晋江文学城
下一章 上一章  目录  设置

44、打算 董风殿的消 ...

  •   董风殿的消息比别处都灵光些,元安更没想着瞒着,不几日风声透出来,元湦过来请安时便见殷贵妃一脸怒色。
      “你五哥呢?”殷贵妃皱着眉问。
      “还在城西大营。只说走也不过一两个月,要多操练才好。”元湦道。他心里也叹气,好好的兄弟,越长大倒是生分了。也不知道元汐心里想的什么,就算日后怎样,他一个做弟弟的,难道能越过哥哥去?万千的谋划,还不是为了他?旁的不是亲兄弟天天腻的一个人一样,哪里都能见着黏着的小尾巴,自家这一母兄弟倒更像陌路人。他每每听见十一嘴里不是“我四哥”就是“我哥”,心里头不是不羡慕的。
      “随他去罢,说的什么也不听,多说没两句就要抬杠,见了我跟见了仇人一样。”殷贵妃冷哼一声,“脑子里头天天不知道装了些什么东西,天天盯着老四,别过老四的风头又怎样,老四叫你父皇含在嘴里都怕化了,太子都没得他私库接济着,他拿私库给老四养兵!”
      殷贵妃越说便越觉得愤怒,冷笑一声:“他母妃能灌迷魂汤,这是家传渊博了,一个两个的,叫他哄的团团转。东宫那里竟还能由着你父皇这么惯着老四,到时候他养肥壮了,有东宫易主的那一天!”
      “母妃。”元湦有些无奈的笑了笑,“母妃又说气话了。”
      殷贵妃出完了气,自己也觉得没意思,只道:“我不过是气不过,你五弟在大营里头这几年,摸爬滚打着一路过来,身上的伤我不心疼?结果呢?一个宁远将军打发了,老四在山上几年,回来宁朔就升了镇远,比你五哥整整高了两阶!行吧,他得你父皇的心,我不争什么,怕他往军前去叫人看轻了,赶着在走之前封王开府——宗□□去说,你父皇说‘不过差那几个月’,不过差几个月?!”

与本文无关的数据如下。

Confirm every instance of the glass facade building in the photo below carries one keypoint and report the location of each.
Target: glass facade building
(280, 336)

      “不是也封五哥?”元湦道,“也算沾四哥的光了。”
      “沾光?咱们殷家,用得着沾他的光?!”元湦一句话又惹出殷贵妃的气来,“叫拟了封号上去挑,就不说要先紧着老四了。他连老六的都给提前要下了——一个‘福’一个‘宁’,到了汐儿这里,‘楚’?!”
      “封号定了?”元湦抬眼。
      “这两日便要下旨了。”殷贵妃冷笑一声。
      “彩倩的事呢?”元湦沉吟着问道。
      “你父皇那里驳了。”殷贵妃取了茶略饮一口,才道:“前日里头来,正碰见彩倩出去,说这样一个伶俐的小丫头,天真不谙世事,又是你舅舅独女,不如放在身边才放心些。我便道她还年幼,且等两年再说罢。”

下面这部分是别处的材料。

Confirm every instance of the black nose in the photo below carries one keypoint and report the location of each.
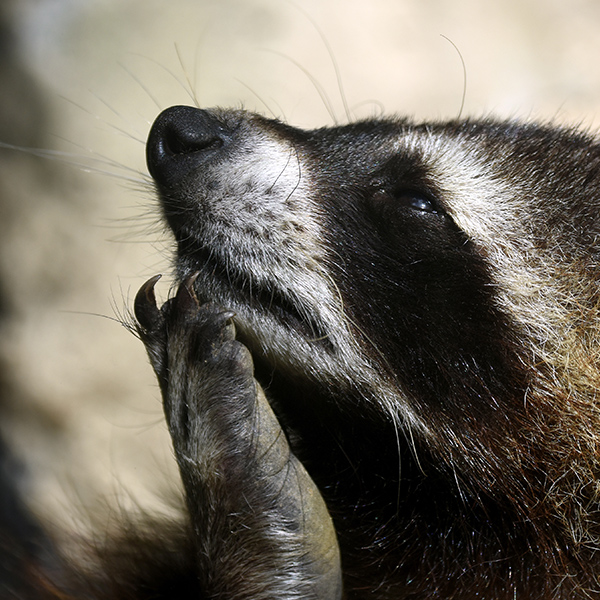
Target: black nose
(181, 139)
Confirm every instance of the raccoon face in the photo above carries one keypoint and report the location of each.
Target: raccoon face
(410, 265)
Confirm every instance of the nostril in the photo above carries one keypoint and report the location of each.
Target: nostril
(181, 139)
(177, 142)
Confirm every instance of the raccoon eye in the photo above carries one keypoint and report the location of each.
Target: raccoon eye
(407, 198)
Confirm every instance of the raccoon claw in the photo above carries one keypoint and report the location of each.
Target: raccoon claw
(144, 306)
(186, 299)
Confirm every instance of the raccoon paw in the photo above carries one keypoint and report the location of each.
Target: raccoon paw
(260, 520)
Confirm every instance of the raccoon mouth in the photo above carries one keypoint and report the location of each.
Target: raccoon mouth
(259, 299)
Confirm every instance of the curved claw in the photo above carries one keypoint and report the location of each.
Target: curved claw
(144, 305)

      “父皇是知道些了。”元湦淡淡地道:“早说父皇必然不许的,母妃和舅舅只不信。”
      “不过试一试,便不成又能怎样?”殷贵妃一笑,“你也说,老四那个胆大包天又不肯吃亏的性子,去了军前必然要挑事儿的。兵马未动粮草先行,没有咱们殷家,他使唤谁去给他在户部卖命?”
      “母妃这话只藏在心里略想一想罢了。”元湦也只得提点一句。元安什么脾气他是知道的,然而殷贵妃什么脾气他更知道。当年正是殷家串联诸世家,才将元安拱上皇位。元安本就是个小气多疑猜忌的的性子,殷家拥立有功,又是第一等的世家,其他诸家隐隐以殷家为首,才更让元安忌惮,殷贵妃自来以自家出身为傲,入皇宫后更倚仗着殷家越发骄纵,若稍收敛些,皇后之位早唾手可得。可元湦更知,虽殷贵妃和殷监正对他寄以厚望,却绝不信他这话的。
      到了这种时候,要收敛也晚了,只得更骄纵些,哪怕逼,也要逼着父皇立后。
      “既如此,舅舅那里便要打算好。”元湦道,“先皇后逝去十几年了,后位一直空虚,咱们拖不起。”
      殷贵妃点头。
      “不要拖到五哥有战功,对五哥不好。”元湦接着道,“母妃襄理后宫十几年,无功劳也有苦劳,若太子大哥能犯个错,母妃自然要拼力去保全的。”
      “宫里头的事,谁能说的准呢?”殷贵妃想了想,自己先笑了,“若旁的时候,倒也说不准。我这里却是有个故事。鹤羽殿那头这两年疯的越发厉害,明知道你父皇要把凤家的大娘指给东宫的,竟然想横插一手去给老九。”
      “我也略听说了。”元湦笑道,“九弟比我还小呢,与凤家大娘差了五六岁罢?前几年父皇眼看着想立她,也幸得徐家疯魔的厉害。——我倒是小瞧徐游了,平日里不声不响的,手倒伸的这样长。”
      “伸长了手,难免要被剁掉的。”殷贵妃笑了笑,“鹤羽殿这位,真是忘了自己是怎么进宫的。不是因为老九小,会再抬进个姓徐的来?陛下心里头,太子才是大事呢。抬你进来是叫抚养皇嗣的,竟然挑唆兄弟情分,老九和太子的情分还不如老四呢。我眼看着,鹤羽殿只怕是离……”
      殷贵妃轻轻一点桌面,“不远了。”
      “哪怕亲兄弟呢,一旦和那个位子扯上关系,便怎么也好不了。”元湦叹口气。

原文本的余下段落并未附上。